Glossary
Lease Accounting LeasesTranscript
What are leases? Well, for private individuals, it might be hiring or renting a car on holiday. Again, for a private individual, if you were to lease or rent a room in a house or rent a flat or house itself, all of these are examples of leases for private individuals. Now, similar things can happen for companies. A company may hire things such as a bus or a store, a warehouse or an airplane.
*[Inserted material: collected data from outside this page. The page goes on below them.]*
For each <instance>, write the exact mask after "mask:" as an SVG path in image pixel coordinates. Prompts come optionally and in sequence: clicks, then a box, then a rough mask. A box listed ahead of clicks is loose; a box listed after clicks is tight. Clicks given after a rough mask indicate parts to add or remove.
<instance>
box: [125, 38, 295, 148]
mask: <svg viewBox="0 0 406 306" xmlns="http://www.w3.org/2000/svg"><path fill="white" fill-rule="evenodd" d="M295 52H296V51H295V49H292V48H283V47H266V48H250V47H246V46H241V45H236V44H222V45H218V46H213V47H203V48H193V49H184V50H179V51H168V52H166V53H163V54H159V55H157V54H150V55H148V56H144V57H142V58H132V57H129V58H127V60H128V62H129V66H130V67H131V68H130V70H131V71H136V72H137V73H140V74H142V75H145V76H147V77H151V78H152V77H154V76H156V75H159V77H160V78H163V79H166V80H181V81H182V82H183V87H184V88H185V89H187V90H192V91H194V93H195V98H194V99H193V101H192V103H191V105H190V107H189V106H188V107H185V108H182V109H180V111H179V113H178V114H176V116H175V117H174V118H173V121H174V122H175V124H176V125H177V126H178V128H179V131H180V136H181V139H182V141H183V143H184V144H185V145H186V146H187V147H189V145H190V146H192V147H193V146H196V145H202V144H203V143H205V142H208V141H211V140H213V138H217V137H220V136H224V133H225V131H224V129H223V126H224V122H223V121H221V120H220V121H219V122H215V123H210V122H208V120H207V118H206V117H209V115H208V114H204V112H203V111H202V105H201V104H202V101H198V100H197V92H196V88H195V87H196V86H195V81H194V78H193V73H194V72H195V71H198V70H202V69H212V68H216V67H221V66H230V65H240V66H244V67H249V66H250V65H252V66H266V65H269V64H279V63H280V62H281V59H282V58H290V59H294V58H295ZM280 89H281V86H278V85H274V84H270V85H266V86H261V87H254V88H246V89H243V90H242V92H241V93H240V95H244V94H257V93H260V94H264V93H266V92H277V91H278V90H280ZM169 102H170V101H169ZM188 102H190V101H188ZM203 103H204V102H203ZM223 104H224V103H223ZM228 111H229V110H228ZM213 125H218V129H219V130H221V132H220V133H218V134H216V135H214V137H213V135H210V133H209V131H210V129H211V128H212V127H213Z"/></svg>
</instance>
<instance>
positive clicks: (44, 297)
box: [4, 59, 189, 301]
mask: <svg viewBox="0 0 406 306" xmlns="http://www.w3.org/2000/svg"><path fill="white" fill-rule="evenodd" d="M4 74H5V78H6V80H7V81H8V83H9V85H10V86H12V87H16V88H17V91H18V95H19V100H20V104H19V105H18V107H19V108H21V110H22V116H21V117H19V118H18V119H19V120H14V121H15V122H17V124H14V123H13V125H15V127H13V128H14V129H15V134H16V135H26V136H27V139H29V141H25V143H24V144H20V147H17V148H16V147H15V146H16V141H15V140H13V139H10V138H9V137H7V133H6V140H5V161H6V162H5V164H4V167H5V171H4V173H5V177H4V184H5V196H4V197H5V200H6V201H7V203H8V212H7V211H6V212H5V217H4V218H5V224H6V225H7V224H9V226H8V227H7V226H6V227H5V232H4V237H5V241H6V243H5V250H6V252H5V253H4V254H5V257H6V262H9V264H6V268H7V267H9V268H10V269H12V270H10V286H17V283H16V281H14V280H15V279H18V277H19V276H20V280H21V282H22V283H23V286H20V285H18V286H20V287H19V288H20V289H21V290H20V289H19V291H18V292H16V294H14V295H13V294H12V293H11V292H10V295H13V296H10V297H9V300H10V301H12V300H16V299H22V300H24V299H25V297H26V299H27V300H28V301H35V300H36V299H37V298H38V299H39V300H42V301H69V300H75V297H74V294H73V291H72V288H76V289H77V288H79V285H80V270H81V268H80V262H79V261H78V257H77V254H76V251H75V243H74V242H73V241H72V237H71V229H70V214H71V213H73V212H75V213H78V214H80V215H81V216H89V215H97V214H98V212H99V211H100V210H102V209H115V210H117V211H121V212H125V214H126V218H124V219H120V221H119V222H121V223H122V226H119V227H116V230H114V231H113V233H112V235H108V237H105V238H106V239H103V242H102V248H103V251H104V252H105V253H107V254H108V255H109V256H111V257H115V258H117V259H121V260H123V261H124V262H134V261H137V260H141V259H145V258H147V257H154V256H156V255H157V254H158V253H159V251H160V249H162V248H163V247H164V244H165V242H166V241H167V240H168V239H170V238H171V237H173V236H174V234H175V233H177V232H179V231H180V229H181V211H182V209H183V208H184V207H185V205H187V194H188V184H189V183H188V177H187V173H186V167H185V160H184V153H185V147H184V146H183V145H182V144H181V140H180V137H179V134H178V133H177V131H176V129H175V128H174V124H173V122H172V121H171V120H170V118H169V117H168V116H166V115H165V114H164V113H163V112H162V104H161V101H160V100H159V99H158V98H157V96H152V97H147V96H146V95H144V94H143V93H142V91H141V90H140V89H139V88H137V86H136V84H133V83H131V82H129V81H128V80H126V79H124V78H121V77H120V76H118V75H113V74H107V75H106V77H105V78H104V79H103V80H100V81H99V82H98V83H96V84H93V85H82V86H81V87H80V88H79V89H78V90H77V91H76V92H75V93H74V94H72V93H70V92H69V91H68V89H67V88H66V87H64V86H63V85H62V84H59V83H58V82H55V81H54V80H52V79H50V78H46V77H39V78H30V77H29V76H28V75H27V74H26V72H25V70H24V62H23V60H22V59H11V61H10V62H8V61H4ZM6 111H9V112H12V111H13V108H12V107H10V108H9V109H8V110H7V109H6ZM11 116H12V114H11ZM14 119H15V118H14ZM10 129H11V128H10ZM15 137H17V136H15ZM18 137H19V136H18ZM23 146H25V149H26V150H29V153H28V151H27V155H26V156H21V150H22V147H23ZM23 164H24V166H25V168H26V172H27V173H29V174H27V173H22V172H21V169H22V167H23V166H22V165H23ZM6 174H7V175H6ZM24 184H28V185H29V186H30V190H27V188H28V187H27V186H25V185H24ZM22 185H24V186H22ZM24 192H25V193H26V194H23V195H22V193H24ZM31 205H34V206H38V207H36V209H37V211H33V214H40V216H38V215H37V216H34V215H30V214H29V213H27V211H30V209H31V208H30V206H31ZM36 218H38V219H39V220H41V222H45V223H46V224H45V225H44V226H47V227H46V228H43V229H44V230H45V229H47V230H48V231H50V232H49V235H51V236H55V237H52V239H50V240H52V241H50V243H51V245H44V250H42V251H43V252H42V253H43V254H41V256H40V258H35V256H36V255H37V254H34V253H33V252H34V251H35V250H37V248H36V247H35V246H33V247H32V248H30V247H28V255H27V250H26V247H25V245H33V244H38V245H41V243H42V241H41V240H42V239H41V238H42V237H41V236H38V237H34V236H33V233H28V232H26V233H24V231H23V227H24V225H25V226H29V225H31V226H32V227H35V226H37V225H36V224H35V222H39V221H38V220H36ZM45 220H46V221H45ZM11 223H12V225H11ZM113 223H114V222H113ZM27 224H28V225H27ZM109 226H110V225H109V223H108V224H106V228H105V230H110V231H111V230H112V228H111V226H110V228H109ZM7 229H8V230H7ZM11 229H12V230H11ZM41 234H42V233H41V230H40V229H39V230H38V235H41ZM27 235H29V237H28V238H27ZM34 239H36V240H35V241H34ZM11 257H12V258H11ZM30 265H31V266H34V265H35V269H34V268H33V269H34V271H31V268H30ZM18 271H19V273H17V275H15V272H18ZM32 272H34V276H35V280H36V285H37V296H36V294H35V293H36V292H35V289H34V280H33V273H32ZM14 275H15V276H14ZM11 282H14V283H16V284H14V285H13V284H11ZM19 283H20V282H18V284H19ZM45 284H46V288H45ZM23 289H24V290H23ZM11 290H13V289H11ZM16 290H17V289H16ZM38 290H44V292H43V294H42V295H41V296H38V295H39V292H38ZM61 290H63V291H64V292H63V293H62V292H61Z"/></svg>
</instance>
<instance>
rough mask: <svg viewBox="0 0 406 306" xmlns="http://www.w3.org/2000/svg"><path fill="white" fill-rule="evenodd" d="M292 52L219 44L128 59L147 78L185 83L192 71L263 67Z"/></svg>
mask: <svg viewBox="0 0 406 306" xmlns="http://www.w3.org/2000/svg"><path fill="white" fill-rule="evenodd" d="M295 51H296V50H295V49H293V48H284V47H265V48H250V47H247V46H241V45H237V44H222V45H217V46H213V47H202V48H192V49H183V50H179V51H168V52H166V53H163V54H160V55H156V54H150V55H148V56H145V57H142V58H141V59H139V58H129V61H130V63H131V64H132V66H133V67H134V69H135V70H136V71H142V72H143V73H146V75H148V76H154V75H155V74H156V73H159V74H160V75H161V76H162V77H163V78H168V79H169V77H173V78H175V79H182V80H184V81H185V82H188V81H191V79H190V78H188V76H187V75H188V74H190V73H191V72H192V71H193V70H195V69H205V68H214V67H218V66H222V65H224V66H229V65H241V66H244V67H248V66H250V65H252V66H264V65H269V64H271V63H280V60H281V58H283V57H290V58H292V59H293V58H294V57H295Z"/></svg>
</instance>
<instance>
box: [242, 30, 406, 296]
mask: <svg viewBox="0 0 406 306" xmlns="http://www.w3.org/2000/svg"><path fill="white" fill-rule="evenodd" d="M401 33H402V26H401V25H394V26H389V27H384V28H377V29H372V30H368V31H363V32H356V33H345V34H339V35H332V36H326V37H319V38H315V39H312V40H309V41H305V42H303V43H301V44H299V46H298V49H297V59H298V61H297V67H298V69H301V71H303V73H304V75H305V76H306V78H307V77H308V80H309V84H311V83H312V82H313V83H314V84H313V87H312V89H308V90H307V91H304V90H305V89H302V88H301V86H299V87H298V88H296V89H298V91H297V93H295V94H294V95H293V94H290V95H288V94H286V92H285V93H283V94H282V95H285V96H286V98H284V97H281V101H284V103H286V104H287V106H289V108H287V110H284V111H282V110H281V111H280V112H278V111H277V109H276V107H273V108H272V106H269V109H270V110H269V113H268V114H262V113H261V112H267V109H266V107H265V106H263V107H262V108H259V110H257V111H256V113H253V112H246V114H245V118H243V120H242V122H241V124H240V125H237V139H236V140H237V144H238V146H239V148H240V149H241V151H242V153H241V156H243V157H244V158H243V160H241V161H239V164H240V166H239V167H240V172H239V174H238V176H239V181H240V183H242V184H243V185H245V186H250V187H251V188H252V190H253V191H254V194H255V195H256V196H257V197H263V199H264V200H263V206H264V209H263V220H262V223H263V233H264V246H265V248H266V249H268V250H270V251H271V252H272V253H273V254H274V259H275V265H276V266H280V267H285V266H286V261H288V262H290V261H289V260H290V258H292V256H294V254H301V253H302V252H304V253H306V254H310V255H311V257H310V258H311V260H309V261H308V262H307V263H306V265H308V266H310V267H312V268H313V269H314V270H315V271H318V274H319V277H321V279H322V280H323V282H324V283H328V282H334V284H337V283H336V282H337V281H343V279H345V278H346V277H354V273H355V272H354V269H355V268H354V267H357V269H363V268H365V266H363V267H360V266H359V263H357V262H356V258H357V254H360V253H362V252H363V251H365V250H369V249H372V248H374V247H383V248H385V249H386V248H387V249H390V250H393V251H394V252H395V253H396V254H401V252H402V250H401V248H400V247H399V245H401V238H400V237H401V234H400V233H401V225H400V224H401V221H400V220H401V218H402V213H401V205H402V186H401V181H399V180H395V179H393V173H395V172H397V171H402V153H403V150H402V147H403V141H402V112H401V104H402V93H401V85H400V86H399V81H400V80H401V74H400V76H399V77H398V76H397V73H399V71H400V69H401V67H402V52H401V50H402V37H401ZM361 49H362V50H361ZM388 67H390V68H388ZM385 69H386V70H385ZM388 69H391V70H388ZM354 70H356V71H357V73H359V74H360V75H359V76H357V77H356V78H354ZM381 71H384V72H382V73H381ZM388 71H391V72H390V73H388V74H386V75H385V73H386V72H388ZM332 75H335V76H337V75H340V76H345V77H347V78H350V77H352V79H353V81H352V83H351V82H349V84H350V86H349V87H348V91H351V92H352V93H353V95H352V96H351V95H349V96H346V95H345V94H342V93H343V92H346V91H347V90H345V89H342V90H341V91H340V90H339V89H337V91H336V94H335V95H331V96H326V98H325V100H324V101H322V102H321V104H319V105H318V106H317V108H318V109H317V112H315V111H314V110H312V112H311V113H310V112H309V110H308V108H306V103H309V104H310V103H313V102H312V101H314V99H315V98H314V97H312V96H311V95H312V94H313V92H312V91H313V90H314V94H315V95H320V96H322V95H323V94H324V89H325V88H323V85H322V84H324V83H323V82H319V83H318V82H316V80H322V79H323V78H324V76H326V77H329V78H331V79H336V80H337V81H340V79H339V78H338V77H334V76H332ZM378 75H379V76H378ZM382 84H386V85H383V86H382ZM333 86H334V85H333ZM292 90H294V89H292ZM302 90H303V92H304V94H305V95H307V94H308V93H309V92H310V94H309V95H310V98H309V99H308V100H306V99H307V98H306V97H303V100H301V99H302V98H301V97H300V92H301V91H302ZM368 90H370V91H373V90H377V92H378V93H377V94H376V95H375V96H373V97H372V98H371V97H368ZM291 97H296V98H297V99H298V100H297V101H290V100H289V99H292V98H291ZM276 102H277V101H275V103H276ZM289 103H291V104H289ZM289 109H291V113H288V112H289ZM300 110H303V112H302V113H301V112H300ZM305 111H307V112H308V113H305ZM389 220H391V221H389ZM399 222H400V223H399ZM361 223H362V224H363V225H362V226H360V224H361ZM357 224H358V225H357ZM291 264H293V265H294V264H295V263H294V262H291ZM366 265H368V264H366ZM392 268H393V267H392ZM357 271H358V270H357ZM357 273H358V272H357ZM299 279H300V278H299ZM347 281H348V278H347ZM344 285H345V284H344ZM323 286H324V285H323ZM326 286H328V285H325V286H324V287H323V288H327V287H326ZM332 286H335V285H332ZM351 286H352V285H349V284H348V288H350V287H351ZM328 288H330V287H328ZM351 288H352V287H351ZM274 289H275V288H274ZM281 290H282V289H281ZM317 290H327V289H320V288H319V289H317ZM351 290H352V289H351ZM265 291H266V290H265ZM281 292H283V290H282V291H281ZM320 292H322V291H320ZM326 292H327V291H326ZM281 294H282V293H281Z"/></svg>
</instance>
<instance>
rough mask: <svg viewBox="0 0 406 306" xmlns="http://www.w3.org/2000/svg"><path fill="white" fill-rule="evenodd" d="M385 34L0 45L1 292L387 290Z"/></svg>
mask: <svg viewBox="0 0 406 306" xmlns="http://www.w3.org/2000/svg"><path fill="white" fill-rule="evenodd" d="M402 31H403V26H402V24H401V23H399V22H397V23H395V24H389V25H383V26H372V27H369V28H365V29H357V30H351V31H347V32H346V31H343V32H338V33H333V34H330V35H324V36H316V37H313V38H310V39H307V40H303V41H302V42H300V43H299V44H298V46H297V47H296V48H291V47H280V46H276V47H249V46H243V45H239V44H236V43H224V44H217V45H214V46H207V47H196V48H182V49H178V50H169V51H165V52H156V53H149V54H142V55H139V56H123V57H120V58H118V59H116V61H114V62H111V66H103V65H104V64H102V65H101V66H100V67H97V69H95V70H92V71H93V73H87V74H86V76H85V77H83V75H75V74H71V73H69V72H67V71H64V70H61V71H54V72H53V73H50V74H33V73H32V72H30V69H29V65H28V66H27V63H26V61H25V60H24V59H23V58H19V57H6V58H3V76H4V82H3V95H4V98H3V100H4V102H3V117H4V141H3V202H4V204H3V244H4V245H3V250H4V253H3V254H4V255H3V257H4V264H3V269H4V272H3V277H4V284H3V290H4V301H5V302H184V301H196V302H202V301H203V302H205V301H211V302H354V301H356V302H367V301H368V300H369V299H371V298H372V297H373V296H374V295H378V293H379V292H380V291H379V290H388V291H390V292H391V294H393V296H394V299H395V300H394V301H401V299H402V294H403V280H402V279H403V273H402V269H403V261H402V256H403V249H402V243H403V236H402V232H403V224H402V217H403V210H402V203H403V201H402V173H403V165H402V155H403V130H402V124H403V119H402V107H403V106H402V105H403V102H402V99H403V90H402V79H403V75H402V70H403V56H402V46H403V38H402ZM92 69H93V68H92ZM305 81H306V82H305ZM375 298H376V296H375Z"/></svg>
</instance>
Companies can lease or rent or hire any of these items. These can happen in the short term or the long term. Let's have a look at a relatively long term example. Here we have a three year lease, and it's going to cost 33,000 in rent per annum or lease expense per annum. Now, the way the accounting works follows what's actually happening in the real world. Our company is going to have the right to use this bus for the next three years, and so our accounting will then create an asset. So we have the right to use the asset for three years. However, we now have an obligation. We owe some money to a leasing company for the next three years. So we have a contractual obligation to pay them rent for three years. This creates an asset and a liability on our balance sheets. Now, you might think this is different to if I was paying with cash, if I bought something with cash, my assets or bus would go up and my cash asset would go down. But with leases economically, this is similar to using a bank loan to buy the assets. With a bank loan, your debt or liability would go up and your assets or bus would go up. So the accounting for leasing is initially very similar to using a bank loan to buy something.
The accounting follows the economics of the transaction rather than assuming that rent is just a business expense, i.e. an asset and a liability are created. You wouldn't just see the rent being expensed through the income statements. Instead, we have the asset and liability being created. Let's look at the lease accounting and mechanics in more detail. I know I need to create an asset and a liability, so I'm going to recognize an asset of 90,000 and a liability of 90,000 as well. Now, you might be thinking, hang on, the math doesn't work here. There's a three year lease on the left hand side at 33,000 per year. That means it should be 99,000 asset and a 99,000 liability. But instead, the present value of the rental payments is calculated, and this time it's at 90,000. It's that figure that goes on the balance sheet as the asset and the liability. So the present value is calculated using the contractual lease term and the lessees cost of debt.
Now, of course, there are always exceptions to every rule. When would we not use these accounting mechanics? Well, the exceptions are when you have leases of less than 12 months and those with variable lease payments, those exceptions that lease expense or rent expense straight through the income statements, and it does not create the assets and the liability.